After a seller was unsuccessful in obtaining title insurance as required under the sales contract, it returned the buyer’s earnest money and canceled the contract. The buyer filed suit, seeking performance of the contract.
The case is Saticoy Bay LLC d/b/a Saticoy Bay LLC Series 3834 Windansea St., a Nevada Limited Liability Company; and Iyad Haddad v. Farah Feda; and Nimratdip Deo (Supreme Court of Nevada, No. 84451).
Saticoy Bay and Iyad Haddad contracted with Farah Feda and Nimratdip Deo to sell residential property. The contract was contingent on Saticoy obtaining title insurance. Saticoy sought title insurance from an insurer who ultimately refused to issue a policy because it believed that the property was encumbered by a second deed of trust in addition to the first deed of trust.
Because it was unable to obtain title insurance, Saticoy returned Feda’s earnest money deposit and canceled the contract. Feda then filed suit seeking, among other things, specific performance of the contract. The lower court granted summary judgment and ordered Saticoy to convey the property to Feda per the terms of the contract. Saticoy appealed.
The appellate court affirmed the lower court’s decision.
“Saticoy contends that the district court erred in rejecting its frustration-of-purpose defense. We disagree,” the court stated. “This defense ‘does not apply if the unforeseen contingency is one which the promisor should have foreseen, and for which he should have provided.’ Here, Saticoy should have provided for the possibility that a single title insurer would not provide insurance, and it could have easily rectified this situation by consulting a second or even third insurer.
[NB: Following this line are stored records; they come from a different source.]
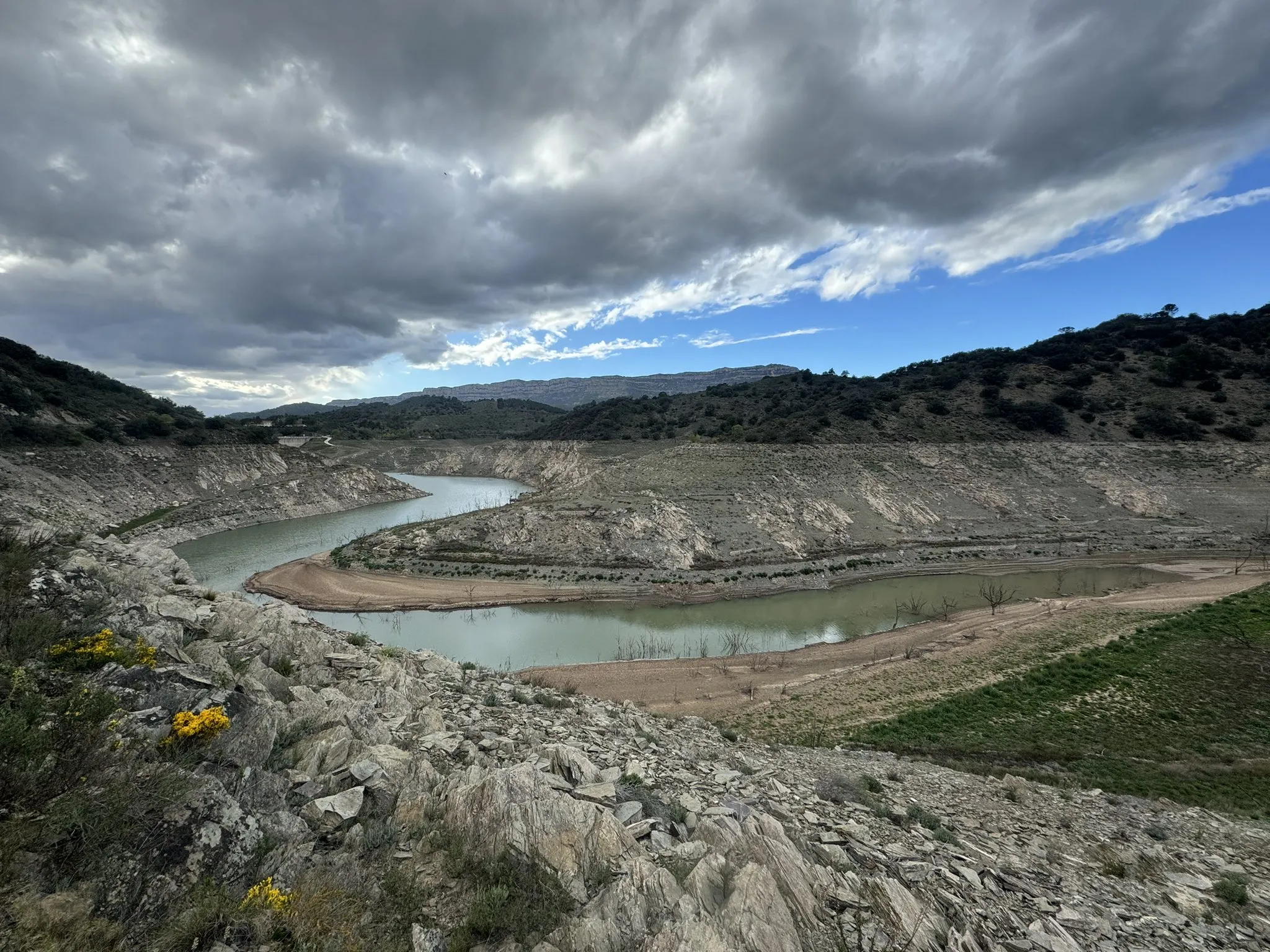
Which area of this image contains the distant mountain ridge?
[229,363,797,419]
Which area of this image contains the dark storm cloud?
[0,0,1270,403]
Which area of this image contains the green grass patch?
[852,586,1270,816]
[110,505,177,536]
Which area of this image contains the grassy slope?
[531,305,1270,443]
[274,396,564,439]
[853,588,1270,814]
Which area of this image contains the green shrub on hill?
[0,338,275,447]
[852,586,1270,814]
[530,305,1270,443]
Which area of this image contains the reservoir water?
[173,472,531,591]
[175,474,1176,670]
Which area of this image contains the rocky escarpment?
[344,443,1270,585]
[0,443,423,545]
[23,539,1270,952]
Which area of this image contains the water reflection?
[313,567,1173,669]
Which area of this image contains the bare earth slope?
[0,442,422,545]
[280,443,1270,614]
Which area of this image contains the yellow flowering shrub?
[242,876,291,913]
[48,628,159,669]
[167,705,230,744]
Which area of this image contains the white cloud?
[1015,188,1270,270]
[417,330,662,368]
[688,327,830,349]
[0,0,1270,411]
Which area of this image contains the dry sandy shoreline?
[244,550,1233,612]
[521,560,1270,722]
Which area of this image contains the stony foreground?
[33,539,1270,952]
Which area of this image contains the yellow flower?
[48,628,159,669]
[48,628,114,661]
[169,705,230,743]
[242,876,291,913]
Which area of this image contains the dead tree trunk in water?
[979,581,1018,614]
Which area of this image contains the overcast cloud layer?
[0,0,1270,403]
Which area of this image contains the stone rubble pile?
[33,540,1270,952]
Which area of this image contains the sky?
[0,0,1270,413]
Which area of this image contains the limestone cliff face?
[0,444,423,545]
[20,537,1270,952]
[348,442,1270,570]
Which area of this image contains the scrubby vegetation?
[852,588,1270,815]
[257,396,564,439]
[0,529,185,948]
[531,305,1270,443]
[0,338,274,447]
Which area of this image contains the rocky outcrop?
[0,443,424,545]
[344,443,1270,578]
[20,539,1270,952]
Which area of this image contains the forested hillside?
[531,305,1270,443]
[0,338,273,447]
[265,396,564,439]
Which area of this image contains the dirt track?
[244,553,599,612]
[522,560,1270,738]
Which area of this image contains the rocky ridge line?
[33,539,1270,952]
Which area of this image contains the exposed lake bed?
[175,474,1224,669]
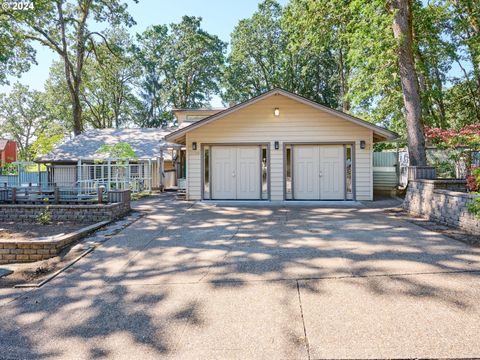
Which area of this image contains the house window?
[261,146,268,199]
[345,145,353,200]
[203,146,210,199]
[285,146,292,200]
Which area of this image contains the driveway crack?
[295,280,310,360]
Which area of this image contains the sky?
[0,0,466,107]
[0,0,288,106]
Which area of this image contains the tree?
[0,0,134,135]
[136,16,226,126]
[223,0,291,102]
[282,0,351,112]
[390,0,427,166]
[81,29,140,128]
[0,83,49,161]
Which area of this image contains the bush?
[467,166,480,191]
[37,209,52,225]
[467,194,480,218]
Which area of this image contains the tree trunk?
[390,0,427,166]
[71,93,83,136]
[338,47,350,113]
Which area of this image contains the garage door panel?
[212,146,236,199]
[212,146,261,200]
[293,146,320,200]
[320,146,345,200]
[293,145,345,200]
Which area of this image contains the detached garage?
[165,89,397,201]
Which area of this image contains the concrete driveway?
[0,197,480,359]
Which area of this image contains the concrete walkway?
[0,196,480,359]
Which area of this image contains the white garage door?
[293,145,345,200]
[211,146,261,200]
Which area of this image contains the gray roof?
[37,128,182,162]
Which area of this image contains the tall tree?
[136,16,226,126]
[390,0,427,166]
[223,0,291,102]
[81,28,140,128]
[0,83,49,161]
[0,0,134,135]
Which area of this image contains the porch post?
[107,158,112,191]
[77,159,82,194]
[147,159,153,192]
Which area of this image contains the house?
[36,128,181,191]
[165,88,397,201]
[0,139,17,167]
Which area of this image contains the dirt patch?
[0,222,90,241]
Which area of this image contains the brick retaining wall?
[0,221,108,264]
[0,202,130,223]
[403,179,480,234]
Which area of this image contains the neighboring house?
[0,139,17,167]
[165,89,397,201]
[36,128,180,190]
[36,109,225,191]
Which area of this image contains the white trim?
[165,88,398,141]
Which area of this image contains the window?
[345,145,353,200]
[261,146,268,199]
[203,146,210,199]
[285,146,292,199]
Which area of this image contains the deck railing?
[0,186,130,204]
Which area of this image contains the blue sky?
[0,0,288,106]
[0,0,459,106]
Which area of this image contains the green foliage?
[0,83,50,161]
[97,143,137,160]
[0,0,135,134]
[30,124,65,159]
[467,193,480,218]
[36,208,52,225]
[135,16,226,127]
[1,163,18,175]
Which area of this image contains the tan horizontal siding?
[186,95,373,200]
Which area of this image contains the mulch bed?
[0,222,90,241]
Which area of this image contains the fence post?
[97,186,103,204]
[53,186,60,204]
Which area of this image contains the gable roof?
[37,128,182,162]
[165,88,398,142]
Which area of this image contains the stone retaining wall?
[0,202,130,223]
[403,179,480,234]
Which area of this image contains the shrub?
[467,194,480,218]
[467,166,480,191]
[37,209,52,225]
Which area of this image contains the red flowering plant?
[425,124,480,217]
[425,124,480,177]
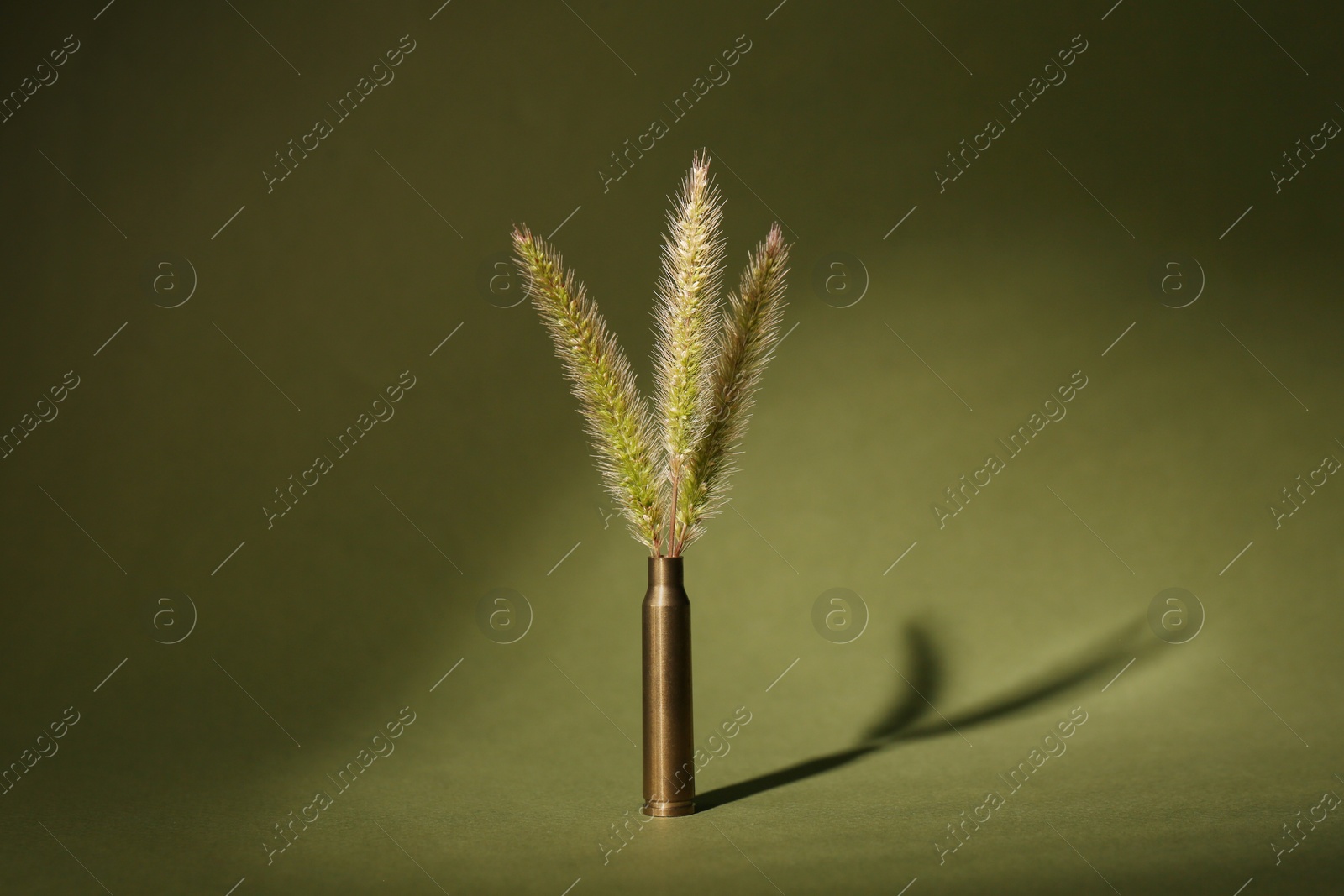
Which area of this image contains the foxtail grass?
[513,226,665,553]
[513,153,789,556]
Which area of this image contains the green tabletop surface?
[0,0,1344,896]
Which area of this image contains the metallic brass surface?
[643,558,695,817]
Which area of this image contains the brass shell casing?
[643,558,695,817]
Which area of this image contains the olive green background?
[0,0,1344,896]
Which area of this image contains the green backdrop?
[0,0,1344,896]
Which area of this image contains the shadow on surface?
[695,619,1158,813]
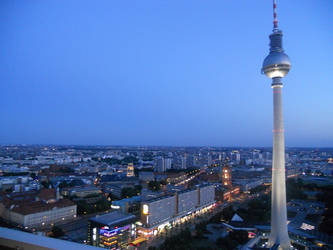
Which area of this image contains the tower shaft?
[268,77,290,249]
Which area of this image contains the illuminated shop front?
[88,212,136,249]
[137,202,216,238]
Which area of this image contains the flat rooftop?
[0,227,100,250]
[90,211,136,226]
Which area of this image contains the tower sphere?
[261,51,291,78]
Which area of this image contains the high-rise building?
[155,157,166,173]
[164,158,172,170]
[262,0,291,249]
[222,163,232,188]
[207,153,212,166]
[180,154,187,169]
[126,163,135,177]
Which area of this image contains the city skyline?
[0,1,333,147]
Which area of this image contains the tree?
[229,230,249,245]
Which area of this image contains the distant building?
[222,164,232,188]
[0,189,77,229]
[126,163,135,177]
[141,185,215,230]
[155,157,166,172]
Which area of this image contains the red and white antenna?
[273,0,278,29]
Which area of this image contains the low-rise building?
[87,211,137,249]
[0,189,77,229]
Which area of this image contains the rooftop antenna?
[273,0,278,31]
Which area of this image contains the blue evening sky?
[0,0,333,147]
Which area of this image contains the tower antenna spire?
[273,0,278,30]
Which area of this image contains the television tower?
[262,0,291,249]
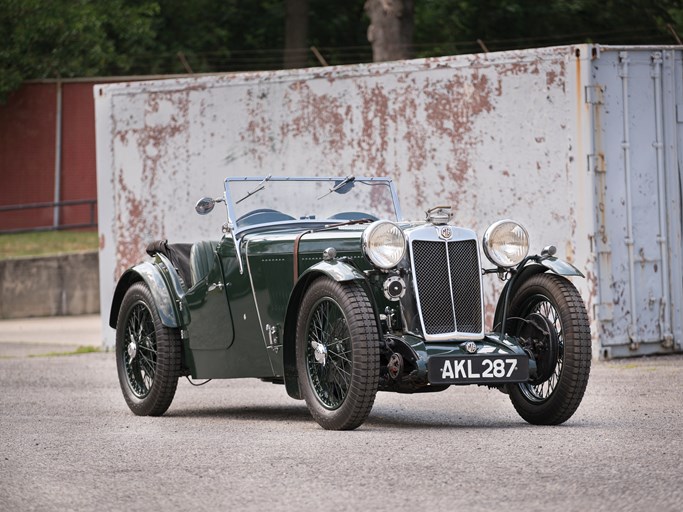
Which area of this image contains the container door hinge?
[266,324,280,354]
[588,153,607,172]
[586,84,605,105]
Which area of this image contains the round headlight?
[361,220,406,270]
[483,220,529,268]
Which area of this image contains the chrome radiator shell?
[401,224,484,341]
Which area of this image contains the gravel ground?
[0,347,683,512]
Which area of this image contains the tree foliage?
[0,0,683,100]
[0,0,159,101]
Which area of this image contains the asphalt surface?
[0,318,683,512]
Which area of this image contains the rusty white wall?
[95,46,597,346]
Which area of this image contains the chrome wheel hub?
[128,335,138,361]
[311,341,327,366]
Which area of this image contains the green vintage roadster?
[109,176,591,430]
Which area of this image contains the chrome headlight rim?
[482,219,529,268]
[361,220,407,270]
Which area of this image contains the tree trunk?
[284,0,308,69]
[365,0,413,62]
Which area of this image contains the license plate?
[427,354,529,384]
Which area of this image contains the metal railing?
[0,199,97,234]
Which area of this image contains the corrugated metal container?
[95,45,683,357]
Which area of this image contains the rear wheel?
[116,282,180,416]
[296,277,380,430]
[508,274,591,425]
Or, as Feda points out, Saticoy could have filed third-party claims against the first title insurer and the second deed of trust beneficiary in the underlying action seeking a declaration that the second deed of trust was no longer secured by the property.
“In any event, Saticoy’s frustration-of-purpose defense lacks merit because ‘[i]t is not enough that the transaction has become less profitable for the affected party,’” the court continued. “Here, the record indicates that even if Saticoy paid off the loan securing the second deed of trust, it still would have stood to make a roughly $112,000 profit based on its acquisition of the subject property for roughly $10,000 at the HOA foreclosure sale. Accordingly, we are not persuaded that the district court erred in rejecting Saticoy’s frustration-of-purpose defense.”